Jessica Stitt

By Jessica Stitt


Welcome to our new blog. This research comes out of a partnership between Saïd Business School and the British Museum, funded by the AHRC through their Collaborative Doctoral Awards scheme.
Our blog is not about running museums as businesses, or even necessarily about the management of museums. Instead we are interested in larger questions of museum operations, especially questions around the acquisition, management, documentation and use of museum collections.
Museums handle a lot of stuff – the BM has an estimated 8m objects in their collection – and so do commercial organisations. If a car plant was producing 1,000 cars a day, and each car was assembled from 1,600 components, then after five days the plant would have made 5,000 cars and utilised 8m components. Operations that involve millions of items require careful management and monitoring. So what can museums learn from the way commercial organisations manage their stuff? Or rather, can operations management be used to understand and improve museum operations?
Which is why we’ve decided to call this blog “Museum Mechanics”. We’re interested in the objective and quantifiable aspects of managing collections, such as rates of flow and wait times, for example. Not exactly mechanics, but definitely not finance and accounting. We take as our inspiration “Factory Physics”, by Hopp and Spearman, which was an analysis of factory processes written by physicists. With an Operations Management approach, we’re going to try to do the same for museums.
Of course, there are profound differences between a museum and a retail or manufacturing operation.
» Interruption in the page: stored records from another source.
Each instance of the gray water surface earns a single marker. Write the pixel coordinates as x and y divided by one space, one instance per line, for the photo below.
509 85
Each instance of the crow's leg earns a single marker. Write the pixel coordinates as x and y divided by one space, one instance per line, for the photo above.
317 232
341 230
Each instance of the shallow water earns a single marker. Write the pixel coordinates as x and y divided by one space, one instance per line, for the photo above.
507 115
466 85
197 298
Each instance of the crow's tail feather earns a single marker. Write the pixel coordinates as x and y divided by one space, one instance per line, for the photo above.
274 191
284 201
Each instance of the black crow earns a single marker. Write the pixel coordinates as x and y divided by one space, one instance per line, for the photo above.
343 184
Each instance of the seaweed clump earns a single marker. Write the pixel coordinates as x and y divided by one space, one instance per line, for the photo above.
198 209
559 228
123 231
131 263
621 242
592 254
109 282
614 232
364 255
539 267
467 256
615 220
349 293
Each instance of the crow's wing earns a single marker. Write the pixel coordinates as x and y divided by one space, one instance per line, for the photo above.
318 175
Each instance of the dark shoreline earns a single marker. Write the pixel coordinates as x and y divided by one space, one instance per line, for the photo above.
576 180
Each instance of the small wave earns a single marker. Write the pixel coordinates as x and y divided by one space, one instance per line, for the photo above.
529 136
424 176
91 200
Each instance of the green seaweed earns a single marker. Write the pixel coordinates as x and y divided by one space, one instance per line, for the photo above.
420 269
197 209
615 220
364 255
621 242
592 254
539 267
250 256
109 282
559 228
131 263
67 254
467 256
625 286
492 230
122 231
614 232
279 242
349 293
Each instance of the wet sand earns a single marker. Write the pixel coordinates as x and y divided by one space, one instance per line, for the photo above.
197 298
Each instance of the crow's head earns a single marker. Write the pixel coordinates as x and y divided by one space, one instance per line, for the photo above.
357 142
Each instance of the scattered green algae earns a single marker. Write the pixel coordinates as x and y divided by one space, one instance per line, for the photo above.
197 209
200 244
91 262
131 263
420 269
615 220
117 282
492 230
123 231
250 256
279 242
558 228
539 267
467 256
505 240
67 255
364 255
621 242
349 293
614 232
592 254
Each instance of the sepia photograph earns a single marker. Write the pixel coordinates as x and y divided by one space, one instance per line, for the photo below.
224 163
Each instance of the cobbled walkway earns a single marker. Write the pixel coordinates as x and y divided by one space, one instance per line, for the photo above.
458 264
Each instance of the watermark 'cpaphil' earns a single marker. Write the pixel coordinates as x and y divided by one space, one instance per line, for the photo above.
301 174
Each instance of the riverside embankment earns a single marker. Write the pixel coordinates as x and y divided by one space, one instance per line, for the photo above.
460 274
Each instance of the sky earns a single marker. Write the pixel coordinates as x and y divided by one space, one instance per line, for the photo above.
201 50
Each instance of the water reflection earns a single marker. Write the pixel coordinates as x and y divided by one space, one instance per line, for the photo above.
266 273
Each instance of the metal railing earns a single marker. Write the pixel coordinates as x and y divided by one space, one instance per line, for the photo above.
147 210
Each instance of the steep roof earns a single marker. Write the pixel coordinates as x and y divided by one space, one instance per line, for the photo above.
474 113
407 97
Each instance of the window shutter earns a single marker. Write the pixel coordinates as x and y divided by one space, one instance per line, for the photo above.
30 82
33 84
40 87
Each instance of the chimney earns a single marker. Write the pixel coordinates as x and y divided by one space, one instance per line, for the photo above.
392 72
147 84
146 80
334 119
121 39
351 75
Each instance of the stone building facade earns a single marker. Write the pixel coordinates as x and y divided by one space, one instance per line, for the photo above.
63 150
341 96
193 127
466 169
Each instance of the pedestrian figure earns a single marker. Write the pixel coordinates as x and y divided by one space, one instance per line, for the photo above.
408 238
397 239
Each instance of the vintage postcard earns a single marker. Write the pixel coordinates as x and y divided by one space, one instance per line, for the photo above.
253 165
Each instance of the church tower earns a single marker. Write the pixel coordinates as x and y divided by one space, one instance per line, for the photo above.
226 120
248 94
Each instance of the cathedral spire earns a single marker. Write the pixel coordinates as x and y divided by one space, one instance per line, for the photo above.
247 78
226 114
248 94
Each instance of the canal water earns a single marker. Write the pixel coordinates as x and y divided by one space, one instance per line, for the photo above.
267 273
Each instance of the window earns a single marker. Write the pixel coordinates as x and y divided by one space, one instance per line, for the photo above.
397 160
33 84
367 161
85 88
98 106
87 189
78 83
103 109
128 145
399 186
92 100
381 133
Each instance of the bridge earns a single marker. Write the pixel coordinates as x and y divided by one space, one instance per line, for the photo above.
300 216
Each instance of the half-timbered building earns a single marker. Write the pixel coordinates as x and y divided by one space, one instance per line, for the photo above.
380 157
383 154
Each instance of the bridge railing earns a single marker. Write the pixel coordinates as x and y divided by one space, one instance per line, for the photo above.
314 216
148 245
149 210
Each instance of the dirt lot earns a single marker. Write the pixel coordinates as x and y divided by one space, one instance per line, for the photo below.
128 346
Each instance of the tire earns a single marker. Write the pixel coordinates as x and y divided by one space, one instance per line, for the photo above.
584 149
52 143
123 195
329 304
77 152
We are finding that the application of operations management to museums raises perplexing questions that challenges what museums do and why, and stretch the concepts and assumptions of operations management to their limit. It seems that museums do curious things, and that operations management is not always fully equipped to explain them. So, we will refer to related disciplines, such as Organisational Behaviour, to understand what goes on. This blog is an opportunity for us to air some of our views and ideas as we scratch our heads and try to figure out what goes on in a museum. And we hope to engage with both museum professionals and management researchers along the way.


Hopp, W., Spearman, M., (2008) Factory Physics, 3rd edition. Long Grove, Illinois: Waveland Press.